Recovering Alcoholic Airmen and Medical Certification Standards

Editorial, by Jon L. Jordan, MD, JD

Almost 7% of the 344 general aviation pilot fatalities in 1994 were found at postmortem to have tissue levels of alcohol at 0.04% or higher. We in the Office of Aerospace Medicine are concerned that many of these fatalities may have been pilots who had known alcohol problems, but did not seek help for their problem because of the fear of losing their pilot privileges, either permanently or for a very long period of time. This is the same concern that we had several years ago regarding air carrier pilots: We frequently did not know that they were alcoholics until they had a withdrawal seizure at the controls of an aircraft.

Through an innovative and cooperative program established in the mid-70s with air carrier pilot groups and managers of air carrier companies, the Office of Aerospace Medicine played a key role in the establishment of a highly effective mechanism for the identification, rehabilitation, and return-to-duty of alcoholic airmen. This program, which includes a comprehensive evaluation and monitoring system, has permitted the Federal Aviation Administration to return thousands of air carrier pilots to airman duties shortly after initiation of rehabilitation. Currently, 851 airmen who have a history of alcoholism hold First-Class medical certificates. Most of these airmen are air carrier pilots. Without such a progressive approach to the certification of alcoholic air carrier pilots, it is likely that many of these airmen would never have been identified and could have been driven "underground" by an inflexible certification system.
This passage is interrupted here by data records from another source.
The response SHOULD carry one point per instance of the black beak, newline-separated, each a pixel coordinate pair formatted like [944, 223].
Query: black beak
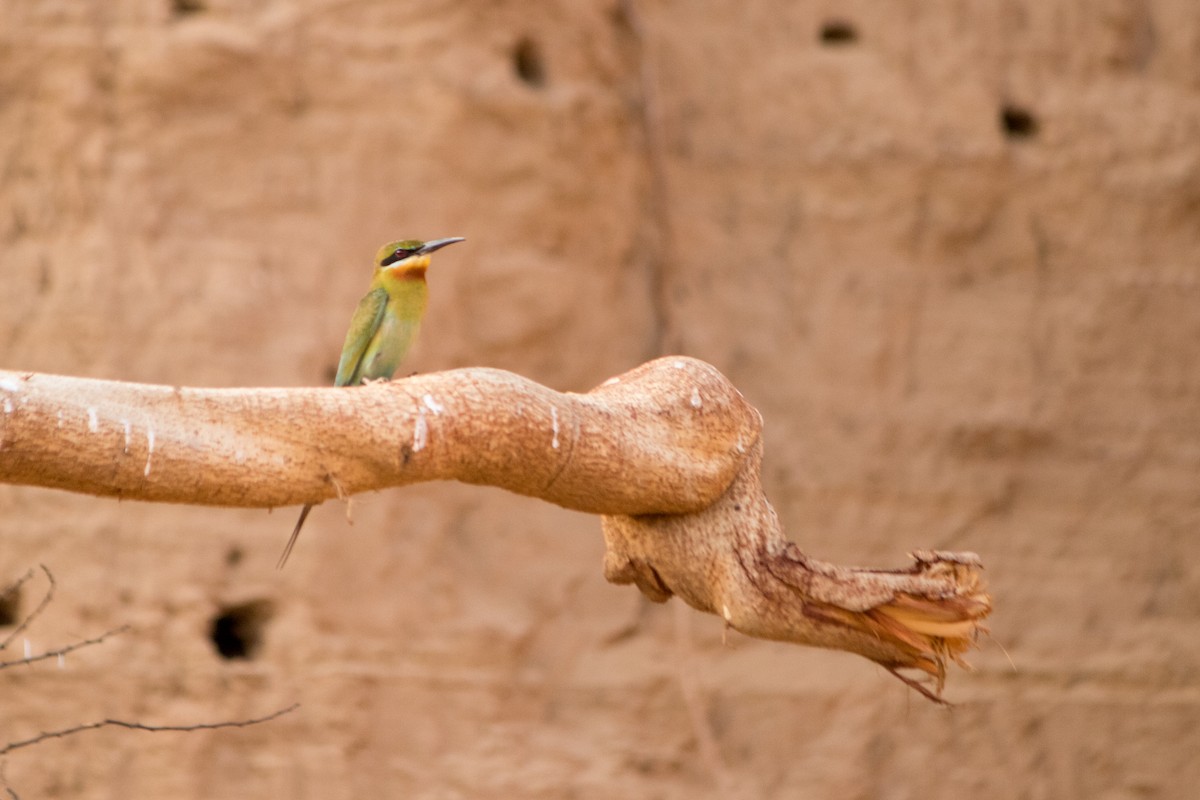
[437, 244]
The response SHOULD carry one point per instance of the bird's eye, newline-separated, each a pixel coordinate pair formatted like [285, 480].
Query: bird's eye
[399, 254]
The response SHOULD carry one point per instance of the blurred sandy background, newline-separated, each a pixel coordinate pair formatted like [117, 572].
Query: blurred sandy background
[948, 248]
With our current system, however, these airman have been identified, properly treated, and returned to gainful employment without compromising the safety of the passengers that they carry or the other pilots with whom they share the skies.

Now, with twenty years of experience in the certification of alcoholic airmen, and in view of the excellent safety record that we have maintained, we are preparing to change the way that we certify private and other commercial pilots who have a history of alcoholism. Currently, the regulations call for two years of sustained total abstinence before certification can be considered. We are now shortening that required minimum period to one year, under the following conditions:

  • favorable psychiatric and psychological testing,
  • successful completion of an inpatient or intensive outpatient program with a documented commitment to abstinence,
  • participation in an acceptable aftercare program consisting of individual and group counseling sessions for at least 12 months,
  • establishment of a monitoring system that includes a physician with expertise in substance abuse disorders, and
  • additional monitoring reports from employers, family physicians, or others, as well as alcohol testing when indicated.
We are hopeful that this plan for alcoholic general aviation pilots will stimulate early self- or peer-identification and rehabilitation. We view this change in policy as the first step toward establishing for private pilots a program similar to one that has been very successful for air carrier pilots.